Au Luxembourg, l’évolution sur le marché du travail figure parmi les pistes pouvant expliquer ce déclin. En effet, celui-ci s’est polarisé, comme l’a noté le Statec dans son Regards intitulé « Polarisation croissante de l’emploi salarié au Luxembourg »[5].

À partir des microdonnées du Luxembourg Income Study (LIS), il est possible d’illustrer cette polarisation du marché du travail parmi les seuls résidents depuis  1985. Concrètement, jusqu’en 2019, la part des personnes qui ne travaillent ni en tant que cols blancs hautement qualifiés[6], ni dans des professions élémentaires[7] s’est rétrécie fortement en passant de 71,2% en 1985 à 57,0% en 2019. Cette forte baisse de presque 20% des emplois « moyens » s’est faite au profit des emplois hautement qualifiés qui sont passés de 14,1% à 31,0%. Les professions élémentaires quant à elles sont restées à peu près stables.

Comparée à d’autres pays de l’OCDE[8], cette baisse massive des emplois « moyens » au Luxembourg, tout comme la hausse extrême des emplois hautement qualifiés, n’a été nulle part plus marquée.[9]

Graphique : La polarisation du marché du travail

Données : Luxembourg Income Study (LIS) Database http://www.lisdatacenter.org (Juillet 2023) ; tableau et calculs : Auteur

S’il faut, certes, noter cette polarisation du marché du travail, la part des salariés appartenant à la classe moyenne de niveau de vie a considérablement baissé pour tous les salariés, quelle que soit leur profession. Cette baisse de la part des salariés appartenant à la classe moyenne est la plus forte parmi les professions élémentaires : le taux d’appartenance y a chuté de 40% et n’atteint plus que 35,5%. Parmi les salariés à des postes « moyens/intermédiaires » la baisse du taux d’appartenance aux classes moyennes s’élève encore à 18% tandis que parmi les professions hautement qualifiées, la baisse se limite à 14%. S’il y a donc une baisse de la part des salariés appartenant aux classes moyennes, celle-ci est considérablement plus forte pour les salariés à des postes élémentaires que pour les autres.

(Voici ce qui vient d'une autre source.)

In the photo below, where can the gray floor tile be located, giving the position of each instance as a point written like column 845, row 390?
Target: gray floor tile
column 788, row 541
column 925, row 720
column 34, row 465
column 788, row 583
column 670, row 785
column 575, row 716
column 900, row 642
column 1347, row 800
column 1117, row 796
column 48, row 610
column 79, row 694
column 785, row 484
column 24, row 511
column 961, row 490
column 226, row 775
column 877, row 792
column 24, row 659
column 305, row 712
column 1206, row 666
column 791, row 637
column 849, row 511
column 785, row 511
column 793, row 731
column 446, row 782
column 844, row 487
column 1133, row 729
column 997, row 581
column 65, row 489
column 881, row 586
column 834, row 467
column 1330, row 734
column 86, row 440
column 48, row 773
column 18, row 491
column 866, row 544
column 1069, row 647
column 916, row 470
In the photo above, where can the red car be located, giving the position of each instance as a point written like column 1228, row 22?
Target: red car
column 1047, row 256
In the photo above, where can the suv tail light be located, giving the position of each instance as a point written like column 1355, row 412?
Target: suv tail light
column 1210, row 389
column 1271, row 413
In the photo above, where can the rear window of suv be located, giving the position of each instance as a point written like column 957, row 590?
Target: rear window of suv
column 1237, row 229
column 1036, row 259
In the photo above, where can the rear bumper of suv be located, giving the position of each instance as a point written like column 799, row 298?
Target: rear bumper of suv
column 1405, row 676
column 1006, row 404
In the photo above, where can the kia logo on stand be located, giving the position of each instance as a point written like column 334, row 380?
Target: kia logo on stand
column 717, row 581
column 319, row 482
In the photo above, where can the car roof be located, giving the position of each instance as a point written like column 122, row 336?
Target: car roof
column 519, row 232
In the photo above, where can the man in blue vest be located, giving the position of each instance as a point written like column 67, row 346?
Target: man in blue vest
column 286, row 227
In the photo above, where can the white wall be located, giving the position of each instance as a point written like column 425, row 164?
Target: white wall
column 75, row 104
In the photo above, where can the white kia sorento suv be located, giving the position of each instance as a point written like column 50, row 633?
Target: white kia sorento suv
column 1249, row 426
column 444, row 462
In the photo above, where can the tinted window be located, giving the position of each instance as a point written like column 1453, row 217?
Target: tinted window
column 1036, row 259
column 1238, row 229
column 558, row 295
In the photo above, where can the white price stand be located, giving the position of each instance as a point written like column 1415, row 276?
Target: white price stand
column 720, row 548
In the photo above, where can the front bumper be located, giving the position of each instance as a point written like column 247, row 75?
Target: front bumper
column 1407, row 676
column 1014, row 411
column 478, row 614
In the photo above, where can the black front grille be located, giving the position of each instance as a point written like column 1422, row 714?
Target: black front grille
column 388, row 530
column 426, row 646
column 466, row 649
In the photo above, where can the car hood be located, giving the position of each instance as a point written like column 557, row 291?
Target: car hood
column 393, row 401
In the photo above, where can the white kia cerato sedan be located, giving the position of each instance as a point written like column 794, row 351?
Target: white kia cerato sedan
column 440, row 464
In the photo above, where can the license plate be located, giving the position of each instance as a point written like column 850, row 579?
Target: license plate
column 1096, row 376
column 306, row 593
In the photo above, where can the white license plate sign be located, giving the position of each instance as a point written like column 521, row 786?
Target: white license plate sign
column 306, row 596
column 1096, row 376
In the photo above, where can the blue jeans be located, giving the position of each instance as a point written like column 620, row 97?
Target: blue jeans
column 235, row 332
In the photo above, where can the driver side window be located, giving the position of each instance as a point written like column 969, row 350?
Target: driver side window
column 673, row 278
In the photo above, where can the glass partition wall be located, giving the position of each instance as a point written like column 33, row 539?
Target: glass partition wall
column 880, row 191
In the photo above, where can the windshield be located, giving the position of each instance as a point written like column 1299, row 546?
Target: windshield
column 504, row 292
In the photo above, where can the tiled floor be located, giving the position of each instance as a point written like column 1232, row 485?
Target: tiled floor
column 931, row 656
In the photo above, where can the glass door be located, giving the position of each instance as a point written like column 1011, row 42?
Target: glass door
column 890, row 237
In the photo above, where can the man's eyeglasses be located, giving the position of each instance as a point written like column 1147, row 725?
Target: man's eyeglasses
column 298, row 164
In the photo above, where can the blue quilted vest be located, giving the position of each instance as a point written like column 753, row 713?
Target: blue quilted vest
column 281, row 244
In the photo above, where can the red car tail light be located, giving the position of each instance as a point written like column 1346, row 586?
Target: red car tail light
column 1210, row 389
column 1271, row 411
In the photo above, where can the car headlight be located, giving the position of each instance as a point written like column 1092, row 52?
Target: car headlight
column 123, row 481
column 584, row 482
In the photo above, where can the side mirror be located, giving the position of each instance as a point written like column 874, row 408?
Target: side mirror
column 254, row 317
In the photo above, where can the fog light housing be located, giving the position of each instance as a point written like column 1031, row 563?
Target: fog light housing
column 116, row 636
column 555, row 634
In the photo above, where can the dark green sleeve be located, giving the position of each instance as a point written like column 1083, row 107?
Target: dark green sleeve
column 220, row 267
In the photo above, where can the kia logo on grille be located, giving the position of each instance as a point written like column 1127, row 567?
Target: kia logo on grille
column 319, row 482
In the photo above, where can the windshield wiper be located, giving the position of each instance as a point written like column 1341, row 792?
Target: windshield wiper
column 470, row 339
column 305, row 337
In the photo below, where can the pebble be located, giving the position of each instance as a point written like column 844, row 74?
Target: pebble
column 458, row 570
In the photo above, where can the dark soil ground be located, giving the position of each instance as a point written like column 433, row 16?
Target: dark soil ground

L’inflation des diplômes et la déflation des classes moyennes

Le phénomène de « l’inflation des diplômes » ajoute une autre dimension de polarisation à ce changement structurel du marché de travail avec un effet non négligeable sur l’essor des classes moyennes. En effet, l’on constate que de plus en plus souvent les salariés disposant d’un niveau d’éducation faible[10] sont actifs dans une profession élémentaire ; avec une éducation faible, il devient donc de moins en moins probable de pouvoir travailler dans des emplois « moyens », voire qualifiés. Alors qu’en 1985, 21,3% des salariés avec un niveau d’éducation faible travaillaient dans des professions élémentaires et 73,1% travaillaient dans des emplois « moyens », les taux respectifs s’élèvent à 36,4% et 60,8% en 2019.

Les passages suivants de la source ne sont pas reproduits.